In the afternoon the Golden Hind again set sail, Drake being anxious to fall in with the missing ships as soon as possible, and to find some convenient harbour where fresh provisions and needed repose for the wounded men could be obtained.
On the 30th of November the Admiral put into a bay at about the thirty-second degree of south latitude, and forthwith sent a boat to discover what likelihood there was that the place would afford the things they stood in need of. After a long search, neither fresh provisions nor water could be found; but they saw on shore huge herds of buffalo, though no signs of inhabitants. On their return they fell in with an Indian canoe, which, with the person in it, they brought alongside. He was a fine-looking man, dressed in a white shirt reaching to his knees. His hair was long, but he had no beard; he appeared to be of a mild and amiable disposition, and very grateful for the things the Admiral gave him. He was a fair specimen of the gentle and harmless people whom the Spaniards were treating so barbarously.

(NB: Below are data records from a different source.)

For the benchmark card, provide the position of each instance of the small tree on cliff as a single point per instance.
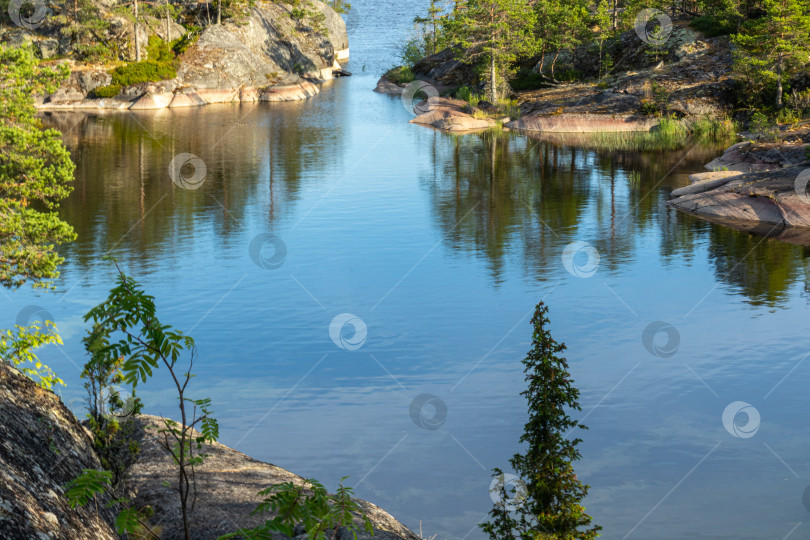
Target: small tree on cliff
(498, 33)
(550, 506)
(774, 46)
(36, 174)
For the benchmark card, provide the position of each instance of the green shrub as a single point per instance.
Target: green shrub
(107, 91)
(527, 80)
(400, 75)
(787, 116)
(96, 52)
(160, 65)
(569, 75)
(181, 45)
(466, 93)
(717, 129)
(146, 71)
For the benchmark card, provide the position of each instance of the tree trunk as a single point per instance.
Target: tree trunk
(556, 55)
(493, 91)
(779, 68)
(168, 24)
(137, 37)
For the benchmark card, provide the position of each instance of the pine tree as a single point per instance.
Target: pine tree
(36, 173)
(497, 32)
(551, 506)
(434, 20)
(776, 45)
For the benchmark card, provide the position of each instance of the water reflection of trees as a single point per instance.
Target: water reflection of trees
(256, 168)
(496, 195)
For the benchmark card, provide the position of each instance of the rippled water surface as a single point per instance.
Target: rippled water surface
(442, 246)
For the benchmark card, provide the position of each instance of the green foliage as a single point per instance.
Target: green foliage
(429, 35)
(713, 128)
(127, 335)
(309, 504)
(36, 174)
(400, 75)
(467, 94)
(771, 48)
(110, 415)
(17, 348)
(416, 47)
(551, 506)
(528, 79)
(787, 116)
(160, 65)
(181, 44)
(86, 487)
(497, 33)
(108, 91)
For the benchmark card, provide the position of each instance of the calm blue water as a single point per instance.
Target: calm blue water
(442, 246)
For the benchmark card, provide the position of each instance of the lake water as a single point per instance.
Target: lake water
(440, 246)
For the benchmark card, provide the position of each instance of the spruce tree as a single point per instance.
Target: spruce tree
(36, 174)
(774, 46)
(551, 505)
(499, 32)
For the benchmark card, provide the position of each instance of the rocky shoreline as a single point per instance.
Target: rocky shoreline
(266, 57)
(754, 183)
(43, 447)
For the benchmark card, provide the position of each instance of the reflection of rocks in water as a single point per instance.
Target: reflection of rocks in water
(254, 157)
(501, 196)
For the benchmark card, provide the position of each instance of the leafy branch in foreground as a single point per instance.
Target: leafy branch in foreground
(549, 503)
(321, 514)
(125, 326)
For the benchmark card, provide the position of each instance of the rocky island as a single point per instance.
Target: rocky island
(269, 52)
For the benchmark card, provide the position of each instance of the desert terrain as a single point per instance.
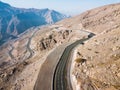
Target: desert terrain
(95, 63)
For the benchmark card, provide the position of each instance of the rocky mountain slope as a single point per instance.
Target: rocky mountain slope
(96, 63)
(14, 21)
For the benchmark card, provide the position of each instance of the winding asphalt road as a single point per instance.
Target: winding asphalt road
(57, 73)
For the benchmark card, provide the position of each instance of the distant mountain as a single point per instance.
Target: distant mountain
(14, 21)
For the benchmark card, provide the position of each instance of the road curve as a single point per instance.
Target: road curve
(55, 69)
(60, 80)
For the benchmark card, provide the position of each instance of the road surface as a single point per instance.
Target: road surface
(53, 73)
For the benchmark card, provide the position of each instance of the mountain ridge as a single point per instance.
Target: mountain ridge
(14, 21)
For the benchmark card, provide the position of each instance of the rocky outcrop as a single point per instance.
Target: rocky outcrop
(14, 21)
(49, 42)
(97, 62)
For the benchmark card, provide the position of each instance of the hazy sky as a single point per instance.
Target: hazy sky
(71, 7)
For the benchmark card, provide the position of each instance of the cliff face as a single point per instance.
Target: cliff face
(97, 62)
(14, 21)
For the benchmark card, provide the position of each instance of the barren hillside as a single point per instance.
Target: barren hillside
(96, 63)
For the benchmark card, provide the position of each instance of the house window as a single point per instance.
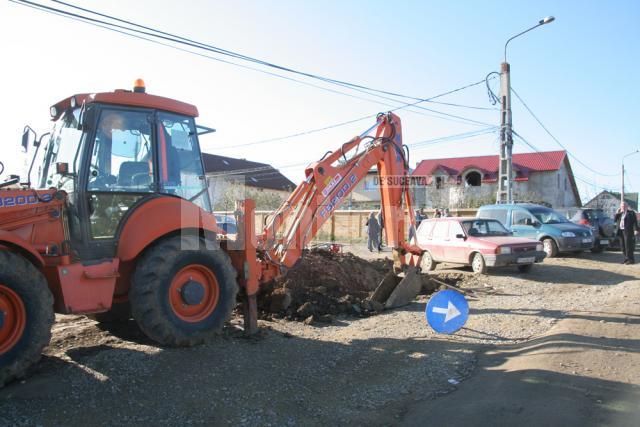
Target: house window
(473, 179)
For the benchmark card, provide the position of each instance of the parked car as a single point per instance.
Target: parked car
(477, 242)
(556, 232)
(602, 227)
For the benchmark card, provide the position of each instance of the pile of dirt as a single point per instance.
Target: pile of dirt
(322, 285)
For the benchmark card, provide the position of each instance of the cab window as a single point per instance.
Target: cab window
(121, 157)
(181, 169)
(441, 229)
(121, 169)
(424, 230)
(519, 217)
(454, 229)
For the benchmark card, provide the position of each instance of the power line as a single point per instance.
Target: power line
(556, 139)
(459, 136)
(264, 141)
(195, 44)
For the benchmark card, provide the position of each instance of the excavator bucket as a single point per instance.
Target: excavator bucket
(397, 290)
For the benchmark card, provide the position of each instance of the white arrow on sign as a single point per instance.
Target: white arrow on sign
(451, 312)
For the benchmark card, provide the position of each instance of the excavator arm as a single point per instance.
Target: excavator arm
(331, 179)
(327, 184)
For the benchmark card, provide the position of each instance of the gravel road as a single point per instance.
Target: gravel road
(355, 371)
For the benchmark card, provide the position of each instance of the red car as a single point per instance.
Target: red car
(477, 242)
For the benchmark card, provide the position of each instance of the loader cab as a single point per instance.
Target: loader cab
(113, 156)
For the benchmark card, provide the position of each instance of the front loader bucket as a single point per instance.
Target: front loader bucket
(398, 290)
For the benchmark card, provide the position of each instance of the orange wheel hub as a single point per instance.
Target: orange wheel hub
(194, 293)
(13, 318)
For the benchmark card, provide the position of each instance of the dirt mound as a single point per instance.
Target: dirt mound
(322, 285)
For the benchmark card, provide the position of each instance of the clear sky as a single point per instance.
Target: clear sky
(579, 74)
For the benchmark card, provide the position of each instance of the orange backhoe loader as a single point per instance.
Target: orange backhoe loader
(119, 224)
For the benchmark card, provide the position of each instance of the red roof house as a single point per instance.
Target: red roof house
(477, 171)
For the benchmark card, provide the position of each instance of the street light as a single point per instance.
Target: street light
(543, 21)
(505, 193)
(624, 157)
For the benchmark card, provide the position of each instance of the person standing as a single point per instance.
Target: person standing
(381, 223)
(627, 223)
(373, 233)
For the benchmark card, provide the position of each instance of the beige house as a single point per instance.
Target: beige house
(231, 179)
(462, 182)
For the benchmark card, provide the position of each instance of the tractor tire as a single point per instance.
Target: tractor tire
(120, 312)
(182, 292)
(26, 315)
(427, 263)
(477, 264)
(550, 247)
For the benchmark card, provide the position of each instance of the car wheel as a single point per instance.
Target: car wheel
(427, 263)
(478, 265)
(550, 248)
(525, 268)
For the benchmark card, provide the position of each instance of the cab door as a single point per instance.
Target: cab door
(120, 173)
(456, 248)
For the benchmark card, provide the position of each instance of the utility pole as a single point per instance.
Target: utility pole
(505, 167)
(505, 192)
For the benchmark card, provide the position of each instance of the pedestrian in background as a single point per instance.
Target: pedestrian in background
(628, 228)
(373, 233)
(381, 223)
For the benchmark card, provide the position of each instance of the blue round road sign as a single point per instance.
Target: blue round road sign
(447, 311)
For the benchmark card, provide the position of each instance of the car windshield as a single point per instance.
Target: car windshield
(548, 216)
(594, 215)
(484, 227)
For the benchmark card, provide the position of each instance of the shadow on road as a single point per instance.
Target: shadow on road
(551, 273)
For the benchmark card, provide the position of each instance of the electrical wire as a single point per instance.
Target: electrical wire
(265, 141)
(556, 139)
(182, 40)
(459, 136)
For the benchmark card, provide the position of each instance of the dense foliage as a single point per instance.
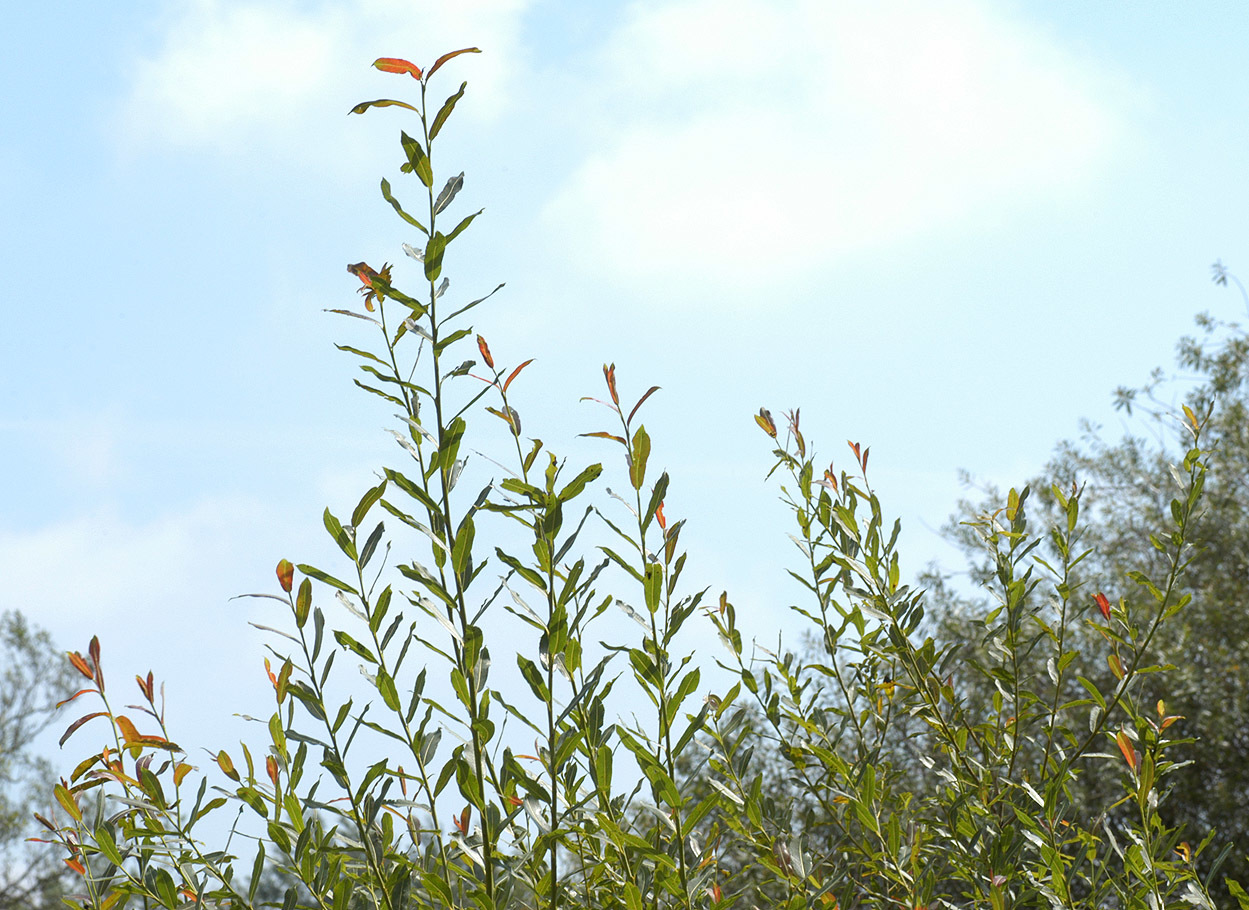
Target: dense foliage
(410, 792)
(1129, 487)
(33, 677)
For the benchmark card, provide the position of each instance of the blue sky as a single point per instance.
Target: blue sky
(947, 230)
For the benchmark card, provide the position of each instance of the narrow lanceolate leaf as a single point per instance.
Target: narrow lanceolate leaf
(128, 729)
(380, 102)
(445, 111)
(79, 723)
(399, 209)
(651, 391)
(445, 58)
(397, 65)
(485, 352)
(66, 799)
(610, 375)
(80, 664)
(640, 453)
(449, 192)
(1124, 744)
(515, 373)
(434, 256)
(1103, 604)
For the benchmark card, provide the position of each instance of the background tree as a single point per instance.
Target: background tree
(33, 677)
(1128, 489)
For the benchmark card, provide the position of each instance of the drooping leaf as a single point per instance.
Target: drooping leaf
(445, 111)
(380, 102)
(1103, 604)
(79, 723)
(399, 209)
(610, 375)
(515, 373)
(445, 58)
(397, 65)
(449, 192)
(651, 391)
(485, 352)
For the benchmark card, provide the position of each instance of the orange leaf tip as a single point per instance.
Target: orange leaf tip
(485, 352)
(1103, 604)
(397, 65)
(765, 420)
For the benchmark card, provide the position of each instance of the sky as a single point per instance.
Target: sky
(946, 230)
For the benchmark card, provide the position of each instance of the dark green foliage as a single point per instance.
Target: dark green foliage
(33, 678)
(446, 779)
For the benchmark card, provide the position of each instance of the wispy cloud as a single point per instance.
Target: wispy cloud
(232, 75)
(747, 139)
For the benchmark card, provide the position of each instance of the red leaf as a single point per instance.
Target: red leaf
(648, 393)
(94, 650)
(79, 723)
(515, 373)
(485, 352)
(603, 435)
(445, 58)
(1103, 604)
(80, 692)
(128, 729)
(362, 271)
(81, 665)
(396, 65)
(1115, 665)
(610, 375)
(1124, 743)
(380, 102)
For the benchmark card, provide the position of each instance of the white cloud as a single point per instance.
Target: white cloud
(742, 139)
(229, 74)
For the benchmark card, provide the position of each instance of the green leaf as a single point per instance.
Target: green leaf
(302, 603)
(417, 161)
(354, 645)
(409, 219)
(339, 534)
(653, 586)
(456, 232)
(312, 572)
(445, 111)
(386, 687)
(449, 192)
(366, 502)
(578, 483)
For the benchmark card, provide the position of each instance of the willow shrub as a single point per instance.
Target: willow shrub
(396, 799)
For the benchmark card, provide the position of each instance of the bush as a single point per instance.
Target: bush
(364, 800)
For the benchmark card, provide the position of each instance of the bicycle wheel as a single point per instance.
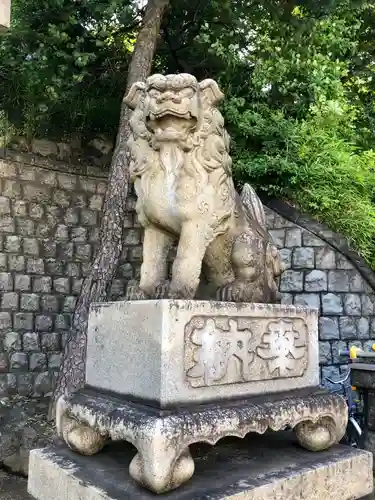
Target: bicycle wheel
(354, 435)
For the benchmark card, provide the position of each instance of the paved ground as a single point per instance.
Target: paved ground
(13, 488)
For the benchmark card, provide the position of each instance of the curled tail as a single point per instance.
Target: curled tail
(253, 205)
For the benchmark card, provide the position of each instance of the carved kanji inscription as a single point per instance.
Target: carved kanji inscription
(228, 350)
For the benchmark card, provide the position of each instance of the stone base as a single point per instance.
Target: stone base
(255, 468)
(169, 353)
(164, 462)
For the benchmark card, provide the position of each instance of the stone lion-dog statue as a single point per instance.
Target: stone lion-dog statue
(178, 151)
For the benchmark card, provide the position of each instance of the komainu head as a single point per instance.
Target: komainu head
(179, 110)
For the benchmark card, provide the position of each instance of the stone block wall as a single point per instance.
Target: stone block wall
(322, 272)
(48, 233)
(49, 228)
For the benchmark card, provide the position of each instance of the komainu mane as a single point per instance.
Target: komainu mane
(181, 167)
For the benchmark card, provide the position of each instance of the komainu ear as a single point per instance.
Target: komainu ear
(211, 92)
(137, 90)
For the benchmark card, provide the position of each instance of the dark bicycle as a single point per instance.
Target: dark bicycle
(354, 435)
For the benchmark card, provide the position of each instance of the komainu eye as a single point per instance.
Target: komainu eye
(154, 93)
(188, 92)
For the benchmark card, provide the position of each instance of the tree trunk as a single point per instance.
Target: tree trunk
(96, 286)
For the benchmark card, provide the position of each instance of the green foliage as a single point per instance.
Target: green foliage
(298, 77)
(295, 126)
(63, 63)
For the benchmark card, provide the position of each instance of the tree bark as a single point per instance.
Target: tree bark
(96, 286)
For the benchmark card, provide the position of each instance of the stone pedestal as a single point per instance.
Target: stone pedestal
(265, 467)
(163, 375)
(363, 377)
(170, 352)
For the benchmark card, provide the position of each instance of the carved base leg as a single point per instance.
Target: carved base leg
(317, 436)
(160, 470)
(81, 438)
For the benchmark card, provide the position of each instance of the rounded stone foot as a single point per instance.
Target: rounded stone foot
(317, 436)
(159, 474)
(79, 437)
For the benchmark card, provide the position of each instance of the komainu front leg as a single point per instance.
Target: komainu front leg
(187, 266)
(254, 271)
(153, 284)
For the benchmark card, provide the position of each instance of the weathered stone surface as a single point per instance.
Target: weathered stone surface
(311, 300)
(291, 281)
(332, 304)
(348, 328)
(23, 426)
(152, 333)
(316, 281)
(328, 328)
(352, 304)
(303, 258)
(255, 468)
(338, 281)
(215, 230)
(163, 461)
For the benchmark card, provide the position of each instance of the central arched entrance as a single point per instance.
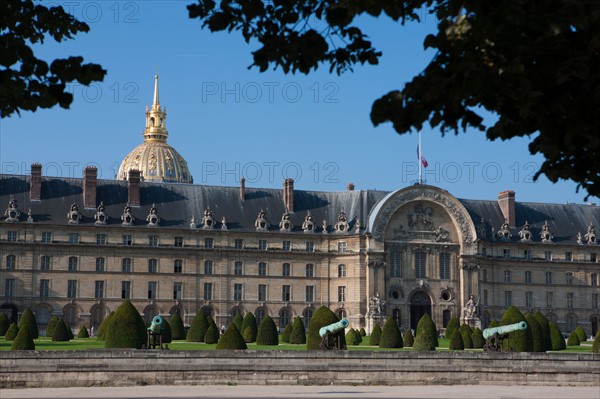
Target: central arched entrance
(420, 303)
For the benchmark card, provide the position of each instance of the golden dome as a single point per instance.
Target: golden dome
(154, 158)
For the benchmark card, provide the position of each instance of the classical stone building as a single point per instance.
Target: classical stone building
(78, 247)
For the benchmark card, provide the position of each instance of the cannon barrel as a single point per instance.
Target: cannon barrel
(503, 330)
(156, 325)
(334, 327)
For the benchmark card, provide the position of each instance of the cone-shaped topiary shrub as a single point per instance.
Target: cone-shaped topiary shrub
(322, 317)
(103, 326)
(453, 324)
(83, 333)
(477, 338)
(298, 335)
(232, 339)
(51, 326)
(545, 327)
(29, 322)
(267, 332)
(535, 331)
(456, 342)
(517, 341)
(4, 324)
(391, 337)
(287, 331)
(23, 341)
(249, 323)
(12, 332)
(573, 339)
(126, 328)
(466, 331)
(558, 342)
(408, 339)
(581, 334)
(426, 335)
(375, 335)
(198, 328)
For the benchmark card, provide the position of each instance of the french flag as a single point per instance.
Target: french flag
(421, 158)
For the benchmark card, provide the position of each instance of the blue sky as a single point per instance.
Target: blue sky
(229, 121)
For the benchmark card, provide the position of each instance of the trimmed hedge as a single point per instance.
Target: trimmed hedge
(391, 337)
(267, 332)
(126, 328)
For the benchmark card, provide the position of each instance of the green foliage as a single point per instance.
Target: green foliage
(375, 335)
(232, 339)
(267, 332)
(212, 334)
(581, 334)
(322, 317)
(23, 341)
(249, 323)
(477, 338)
(556, 338)
(426, 338)
(466, 332)
(573, 339)
(126, 328)
(287, 331)
(12, 332)
(456, 342)
(177, 327)
(408, 339)
(29, 322)
(453, 324)
(298, 335)
(104, 326)
(391, 337)
(4, 324)
(518, 341)
(198, 328)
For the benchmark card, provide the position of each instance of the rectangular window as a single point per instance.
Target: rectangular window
(341, 293)
(310, 293)
(177, 266)
(152, 265)
(395, 264)
(262, 245)
(177, 289)
(152, 289)
(125, 289)
(262, 292)
(126, 265)
(286, 293)
(207, 291)
(127, 240)
(99, 290)
(420, 262)
(44, 288)
(72, 289)
(237, 292)
(101, 239)
(100, 264)
(445, 266)
(46, 237)
(262, 269)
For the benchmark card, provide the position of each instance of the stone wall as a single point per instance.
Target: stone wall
(151, 367)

The native's confidence having been thoroughly won, he was sent away in the Hind's boat, accompanied by his own canoe, that he might be landed wherever he chose. Being put on shore, he met several of his friends, to whom he described the kind treatment he had received, and they, accompanied by their chief or head man, in a short time came off to the ship, bringing hens, eggs, a fat hog, and other provisions. The Indian gave them to understand that they could not obtain a sufficient supply of necessaries at that place, but offered to pilot them to a harbour a short way to the southward, where they might procure all they required.
Instead, therefore, of landing and going in chase of the buffaloes, as they had proposed doing, they set sail under their new pilot, and in a short time came to an anchor in the harbour of Valparaiso, not far from the town of Santiago.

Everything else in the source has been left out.